After years of hard work with a therapist and the New York City support group Friends in Deed, Nate has come back from the edge. “The therapist began by saying, ‘I want to get old with you. So if you don’t go to AA tonight I won’t work with you.’” He laughs. “Pretty tough statement to someone with bandaged wrists!” That firm approach, he says, was just what he needed. “I was ready.” (For more on preventing suicide, see “How To,” below; for more on how Nate healed himself, click here.)

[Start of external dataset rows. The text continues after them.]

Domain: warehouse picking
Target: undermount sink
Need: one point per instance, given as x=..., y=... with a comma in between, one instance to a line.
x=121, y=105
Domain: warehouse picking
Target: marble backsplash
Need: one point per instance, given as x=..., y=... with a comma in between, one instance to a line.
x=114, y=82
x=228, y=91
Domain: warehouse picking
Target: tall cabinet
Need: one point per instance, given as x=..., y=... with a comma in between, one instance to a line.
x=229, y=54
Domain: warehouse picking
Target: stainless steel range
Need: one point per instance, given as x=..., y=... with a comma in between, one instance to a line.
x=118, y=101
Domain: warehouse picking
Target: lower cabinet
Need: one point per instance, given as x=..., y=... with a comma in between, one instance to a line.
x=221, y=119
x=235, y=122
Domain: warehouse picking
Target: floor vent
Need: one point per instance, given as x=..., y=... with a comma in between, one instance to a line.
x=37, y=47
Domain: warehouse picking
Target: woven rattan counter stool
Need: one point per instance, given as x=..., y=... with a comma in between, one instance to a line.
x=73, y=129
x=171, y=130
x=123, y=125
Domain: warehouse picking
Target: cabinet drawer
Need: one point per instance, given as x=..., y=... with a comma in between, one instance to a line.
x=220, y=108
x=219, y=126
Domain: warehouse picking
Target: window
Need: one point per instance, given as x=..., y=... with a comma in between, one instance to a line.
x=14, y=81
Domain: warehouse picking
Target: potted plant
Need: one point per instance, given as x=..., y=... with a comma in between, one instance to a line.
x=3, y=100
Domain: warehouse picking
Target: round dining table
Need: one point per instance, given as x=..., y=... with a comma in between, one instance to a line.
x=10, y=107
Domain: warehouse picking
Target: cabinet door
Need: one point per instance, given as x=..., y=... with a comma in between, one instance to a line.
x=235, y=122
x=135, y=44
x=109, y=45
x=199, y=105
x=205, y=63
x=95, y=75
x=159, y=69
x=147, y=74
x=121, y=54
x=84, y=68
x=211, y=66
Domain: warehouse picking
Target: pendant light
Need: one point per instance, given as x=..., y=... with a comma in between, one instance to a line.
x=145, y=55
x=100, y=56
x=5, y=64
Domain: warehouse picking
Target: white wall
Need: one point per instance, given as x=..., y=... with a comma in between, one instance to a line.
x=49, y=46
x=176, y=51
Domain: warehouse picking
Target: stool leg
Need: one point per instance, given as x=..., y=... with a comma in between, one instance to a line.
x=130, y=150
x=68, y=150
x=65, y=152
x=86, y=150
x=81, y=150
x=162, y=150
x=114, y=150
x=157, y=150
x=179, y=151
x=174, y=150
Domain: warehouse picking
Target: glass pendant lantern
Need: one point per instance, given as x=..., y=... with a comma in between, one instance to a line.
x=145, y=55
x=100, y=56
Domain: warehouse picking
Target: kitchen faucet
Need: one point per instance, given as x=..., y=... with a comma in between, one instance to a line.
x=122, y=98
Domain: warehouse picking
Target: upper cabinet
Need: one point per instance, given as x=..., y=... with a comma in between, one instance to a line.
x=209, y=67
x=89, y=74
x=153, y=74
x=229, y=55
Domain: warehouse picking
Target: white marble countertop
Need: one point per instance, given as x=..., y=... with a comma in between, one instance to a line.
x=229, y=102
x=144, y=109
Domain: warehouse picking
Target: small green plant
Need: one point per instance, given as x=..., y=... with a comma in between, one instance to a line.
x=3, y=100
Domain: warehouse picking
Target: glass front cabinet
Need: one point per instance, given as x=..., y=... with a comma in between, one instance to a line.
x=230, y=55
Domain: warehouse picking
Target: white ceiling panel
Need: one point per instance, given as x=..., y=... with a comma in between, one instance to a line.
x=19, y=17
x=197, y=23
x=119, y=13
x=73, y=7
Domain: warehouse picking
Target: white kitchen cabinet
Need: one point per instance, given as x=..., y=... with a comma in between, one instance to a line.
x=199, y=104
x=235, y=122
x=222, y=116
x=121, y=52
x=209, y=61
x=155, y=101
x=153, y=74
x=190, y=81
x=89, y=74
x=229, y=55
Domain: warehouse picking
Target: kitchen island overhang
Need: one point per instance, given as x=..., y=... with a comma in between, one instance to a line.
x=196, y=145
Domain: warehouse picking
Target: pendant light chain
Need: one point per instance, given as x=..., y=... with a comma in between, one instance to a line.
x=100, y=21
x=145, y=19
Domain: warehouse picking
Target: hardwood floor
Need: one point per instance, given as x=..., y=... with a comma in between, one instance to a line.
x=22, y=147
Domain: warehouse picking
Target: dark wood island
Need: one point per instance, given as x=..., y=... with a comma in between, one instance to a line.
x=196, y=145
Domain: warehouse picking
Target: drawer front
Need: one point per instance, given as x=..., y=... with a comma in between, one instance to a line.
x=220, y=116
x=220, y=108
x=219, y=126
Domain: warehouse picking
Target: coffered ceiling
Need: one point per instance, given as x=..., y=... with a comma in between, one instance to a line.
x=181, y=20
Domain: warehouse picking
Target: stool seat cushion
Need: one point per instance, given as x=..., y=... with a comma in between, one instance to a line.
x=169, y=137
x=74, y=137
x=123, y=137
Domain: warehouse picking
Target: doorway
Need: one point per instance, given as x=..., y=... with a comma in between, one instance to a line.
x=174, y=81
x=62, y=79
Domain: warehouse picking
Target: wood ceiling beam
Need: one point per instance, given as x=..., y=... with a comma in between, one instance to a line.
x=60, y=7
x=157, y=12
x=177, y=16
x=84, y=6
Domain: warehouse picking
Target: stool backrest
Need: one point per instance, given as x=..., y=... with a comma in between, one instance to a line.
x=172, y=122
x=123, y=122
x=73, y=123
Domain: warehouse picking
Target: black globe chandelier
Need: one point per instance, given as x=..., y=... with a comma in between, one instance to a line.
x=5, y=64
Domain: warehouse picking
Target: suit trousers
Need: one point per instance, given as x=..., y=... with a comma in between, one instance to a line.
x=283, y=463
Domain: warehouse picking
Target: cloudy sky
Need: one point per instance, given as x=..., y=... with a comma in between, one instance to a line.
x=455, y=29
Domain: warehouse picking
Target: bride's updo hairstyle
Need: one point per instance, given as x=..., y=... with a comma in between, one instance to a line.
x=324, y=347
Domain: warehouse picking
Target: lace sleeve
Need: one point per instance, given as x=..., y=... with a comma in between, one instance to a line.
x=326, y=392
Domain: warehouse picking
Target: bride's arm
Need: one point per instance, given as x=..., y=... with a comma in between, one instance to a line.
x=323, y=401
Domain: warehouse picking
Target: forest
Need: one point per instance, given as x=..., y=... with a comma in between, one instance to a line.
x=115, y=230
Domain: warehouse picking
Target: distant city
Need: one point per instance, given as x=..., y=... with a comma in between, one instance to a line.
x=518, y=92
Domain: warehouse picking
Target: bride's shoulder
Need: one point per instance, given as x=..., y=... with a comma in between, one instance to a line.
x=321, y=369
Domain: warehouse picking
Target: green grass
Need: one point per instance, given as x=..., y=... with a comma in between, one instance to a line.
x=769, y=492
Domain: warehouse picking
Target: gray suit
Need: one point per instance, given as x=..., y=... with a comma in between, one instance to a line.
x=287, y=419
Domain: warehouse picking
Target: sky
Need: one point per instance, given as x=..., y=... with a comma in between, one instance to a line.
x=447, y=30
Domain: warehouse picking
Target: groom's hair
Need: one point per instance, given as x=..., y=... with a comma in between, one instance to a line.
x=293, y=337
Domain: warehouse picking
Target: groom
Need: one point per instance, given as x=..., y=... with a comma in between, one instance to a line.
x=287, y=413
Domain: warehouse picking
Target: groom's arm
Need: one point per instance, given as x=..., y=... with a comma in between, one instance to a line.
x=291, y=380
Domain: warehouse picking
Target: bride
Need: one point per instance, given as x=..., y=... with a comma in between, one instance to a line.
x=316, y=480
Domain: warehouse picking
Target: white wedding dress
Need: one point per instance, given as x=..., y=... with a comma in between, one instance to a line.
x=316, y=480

Nate is not immune to morbid reflection. When he remembers the many friends he lost to AIDS, he can feel the old despair. “When I think they got robbed, they suffered…. But when I believe they’ve just ‘moved on,’ I’m less down.” On the whole, he exudes confidence and even joy. Asked what he would say to his lost, younger self, Nate barely pauses. “Hang on,” he says. “You don’t know everything that’s possible.”
How to: Fight for Life
Help a Friend
If you suspect a friend or relative is suffering, Bruce Kellerhouse, PhD, says, act before there’s a crisis. “People who show obvious signs of suicidality, you get them help. You don’t leave it up to them. You walk them to the clinic, to the ER.” In less obvious cases, he says, discuss the danger openly.
In 12-step programs and other support groups—and with loved ones—listen for helplessness. “Do people feel hopeless—about recovery from substance abuse? About HIV? Some profound sense of despair sets in, and problems don’t seem solvable,” Kellerhouse says. “For people who are [relapsing], talk about the real danger in that—apart from screwing up your life, your meds, there’s a deeper, insidious hopelessness that can set in.”
Nate, who has HIV and has survived suicide attempts, agrees: “People going through difficult times more often than not just want to know someone is listening and honestly comprehends what they’re going through,” he says. “Rarely is there a better message to offer than, ‘I heard what you said.’”
If you feel like giving up or you just can’t get out of bed, seek help sooner rather than later. Take your needs seriously.
- Join a support group. A local AIDS service organization (ASO) or clinic can help you find a group. Or search for services in your area at directory.poz.com.
- Find a therapist. Get a referral from your doctor or your local ASO. Or call the National Alliance on Mental Illness helpline at 800.950.NAMI (800.950.6264).
- Call for help. In a crisis, phone the National Suicide Prevention Lifeline, a 24-hour, toll-free service available to anyone in suicidal crisis: 800.273.TALK (800.273.8255).
- Reach Out. If what you’ve been doing—staying home, avoiding people, sleeping—isn’t working, do the opposite. Make a call, send a text. Let someone know you need to talk, you need a friend.